Analytical model for torsional behavior of reinforced concrete beams strengthened with fiber reinforced polymer sheets

This study presents a new analytical model for predicting the full torsional response of reinforced concrete (RC) beams strengthened with fiber-reinforced polymer (FRP) composites. The proposed approach extends the Modified Softened Variable Angle Truss Model by incorporating the confinement effects of FRP materials on concrete and accounting for the softened compressive and tensile behavior of concrete. These enhancements improve the accuracy in predicting the torsional response. An iterative trial-and-error algorithm, implemented in MATLAB, based on the modified constitutive relationships of concrete under the influence of external FRP reinforcement and the equilibrium conditions of the beam. The validity and reliability of the proposed model were assessed using 38 experimental RC beam specimens strengthened with carbon-FRP (CFRP) or glass-FRP (GFRP) in various practical configurations reported in the literature.
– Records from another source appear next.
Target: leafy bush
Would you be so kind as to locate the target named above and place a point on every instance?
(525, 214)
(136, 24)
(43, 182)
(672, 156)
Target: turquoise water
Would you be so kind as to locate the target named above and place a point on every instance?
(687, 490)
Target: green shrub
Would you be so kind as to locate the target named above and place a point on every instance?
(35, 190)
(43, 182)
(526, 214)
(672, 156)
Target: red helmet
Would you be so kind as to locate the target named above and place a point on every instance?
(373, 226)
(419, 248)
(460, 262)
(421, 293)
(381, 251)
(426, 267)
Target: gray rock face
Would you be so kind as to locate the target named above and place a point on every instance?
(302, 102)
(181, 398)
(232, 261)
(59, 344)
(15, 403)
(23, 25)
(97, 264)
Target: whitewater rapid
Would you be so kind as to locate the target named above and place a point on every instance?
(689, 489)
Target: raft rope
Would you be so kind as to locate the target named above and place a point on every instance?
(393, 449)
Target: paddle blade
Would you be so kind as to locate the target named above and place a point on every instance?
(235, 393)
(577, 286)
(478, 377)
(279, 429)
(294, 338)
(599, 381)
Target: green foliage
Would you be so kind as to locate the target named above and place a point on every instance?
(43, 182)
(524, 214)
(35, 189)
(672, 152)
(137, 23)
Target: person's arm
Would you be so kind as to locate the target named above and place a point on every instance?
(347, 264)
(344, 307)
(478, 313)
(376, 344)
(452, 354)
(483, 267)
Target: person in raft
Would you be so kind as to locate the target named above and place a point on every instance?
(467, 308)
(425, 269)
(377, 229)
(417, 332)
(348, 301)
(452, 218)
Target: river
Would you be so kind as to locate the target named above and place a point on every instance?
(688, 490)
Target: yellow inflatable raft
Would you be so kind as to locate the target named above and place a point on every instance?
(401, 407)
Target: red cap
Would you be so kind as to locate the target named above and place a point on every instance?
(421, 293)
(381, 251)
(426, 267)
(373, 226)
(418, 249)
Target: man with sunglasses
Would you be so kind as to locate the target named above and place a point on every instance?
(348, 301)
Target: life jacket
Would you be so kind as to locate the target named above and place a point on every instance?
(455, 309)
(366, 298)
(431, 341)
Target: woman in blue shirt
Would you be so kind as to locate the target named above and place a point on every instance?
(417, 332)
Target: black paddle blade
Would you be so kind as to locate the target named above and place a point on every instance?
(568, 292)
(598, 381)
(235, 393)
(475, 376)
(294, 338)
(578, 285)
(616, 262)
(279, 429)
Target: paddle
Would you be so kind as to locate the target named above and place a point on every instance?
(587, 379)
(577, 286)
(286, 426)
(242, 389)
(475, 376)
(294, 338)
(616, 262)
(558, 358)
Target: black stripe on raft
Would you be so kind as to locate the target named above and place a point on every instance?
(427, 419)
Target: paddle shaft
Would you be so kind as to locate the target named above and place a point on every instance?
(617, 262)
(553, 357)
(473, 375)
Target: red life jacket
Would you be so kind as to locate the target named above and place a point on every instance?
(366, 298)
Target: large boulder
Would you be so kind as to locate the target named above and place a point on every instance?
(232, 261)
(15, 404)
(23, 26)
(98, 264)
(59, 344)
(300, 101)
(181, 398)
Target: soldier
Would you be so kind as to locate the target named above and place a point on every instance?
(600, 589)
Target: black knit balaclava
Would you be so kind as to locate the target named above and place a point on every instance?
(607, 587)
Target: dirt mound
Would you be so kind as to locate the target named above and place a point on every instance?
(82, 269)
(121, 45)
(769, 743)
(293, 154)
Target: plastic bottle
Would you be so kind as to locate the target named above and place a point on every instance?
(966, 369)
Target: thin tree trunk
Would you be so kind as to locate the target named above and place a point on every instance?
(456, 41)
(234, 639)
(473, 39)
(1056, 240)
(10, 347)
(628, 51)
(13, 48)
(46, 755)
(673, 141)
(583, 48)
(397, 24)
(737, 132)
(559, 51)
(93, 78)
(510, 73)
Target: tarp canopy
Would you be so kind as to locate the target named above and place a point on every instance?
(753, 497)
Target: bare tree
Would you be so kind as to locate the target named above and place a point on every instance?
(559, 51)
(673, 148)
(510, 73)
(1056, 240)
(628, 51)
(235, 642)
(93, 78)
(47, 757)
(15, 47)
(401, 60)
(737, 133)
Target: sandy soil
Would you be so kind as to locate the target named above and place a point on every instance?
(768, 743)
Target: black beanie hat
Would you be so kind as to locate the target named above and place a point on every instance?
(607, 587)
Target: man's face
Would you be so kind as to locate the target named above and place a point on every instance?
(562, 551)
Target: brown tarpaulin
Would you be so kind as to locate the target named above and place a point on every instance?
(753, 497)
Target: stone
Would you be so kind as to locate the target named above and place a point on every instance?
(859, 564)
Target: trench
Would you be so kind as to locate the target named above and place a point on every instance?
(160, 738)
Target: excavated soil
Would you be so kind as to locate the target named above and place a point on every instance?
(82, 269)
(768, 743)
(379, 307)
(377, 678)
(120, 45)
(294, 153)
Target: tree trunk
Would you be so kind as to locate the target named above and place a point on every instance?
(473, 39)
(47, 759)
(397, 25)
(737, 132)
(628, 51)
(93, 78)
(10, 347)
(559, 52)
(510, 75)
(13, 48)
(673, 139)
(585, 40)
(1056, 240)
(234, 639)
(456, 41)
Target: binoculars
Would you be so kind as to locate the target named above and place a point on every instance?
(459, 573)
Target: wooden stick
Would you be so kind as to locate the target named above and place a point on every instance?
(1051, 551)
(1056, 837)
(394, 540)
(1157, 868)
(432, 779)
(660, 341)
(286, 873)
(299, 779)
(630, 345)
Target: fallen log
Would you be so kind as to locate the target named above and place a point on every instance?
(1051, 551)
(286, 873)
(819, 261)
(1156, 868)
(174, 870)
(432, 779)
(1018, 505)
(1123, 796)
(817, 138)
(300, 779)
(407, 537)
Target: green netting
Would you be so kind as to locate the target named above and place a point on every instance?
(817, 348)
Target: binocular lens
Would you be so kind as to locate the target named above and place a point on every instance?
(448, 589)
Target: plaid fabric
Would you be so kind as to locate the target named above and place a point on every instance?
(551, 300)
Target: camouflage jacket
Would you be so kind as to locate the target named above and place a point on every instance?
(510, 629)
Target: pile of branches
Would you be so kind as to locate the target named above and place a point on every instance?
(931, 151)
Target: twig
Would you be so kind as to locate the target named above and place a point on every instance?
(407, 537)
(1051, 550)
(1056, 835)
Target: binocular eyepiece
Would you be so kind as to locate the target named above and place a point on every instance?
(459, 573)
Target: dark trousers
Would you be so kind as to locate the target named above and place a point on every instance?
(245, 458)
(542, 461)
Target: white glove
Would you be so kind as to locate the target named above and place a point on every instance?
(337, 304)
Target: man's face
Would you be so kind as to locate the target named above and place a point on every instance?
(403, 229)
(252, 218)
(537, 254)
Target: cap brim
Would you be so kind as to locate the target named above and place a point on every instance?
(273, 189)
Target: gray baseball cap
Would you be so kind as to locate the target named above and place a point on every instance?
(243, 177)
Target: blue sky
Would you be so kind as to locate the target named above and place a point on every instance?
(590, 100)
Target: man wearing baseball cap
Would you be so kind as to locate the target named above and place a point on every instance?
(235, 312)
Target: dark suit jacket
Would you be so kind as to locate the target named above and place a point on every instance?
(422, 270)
For comparative evaluation, the torsional strengths of the same specimens were also predicted using the fib Bulletin 90 strut-and-tie approach. The analytical results show closely match experimental results, capturing complete torque-twist curves of the tested beams. In contrast, predictions obtained from fib Bulletin 90 were found to be conservative, yielding an average strength ratio of approximately 0.81 relative to the experimental results.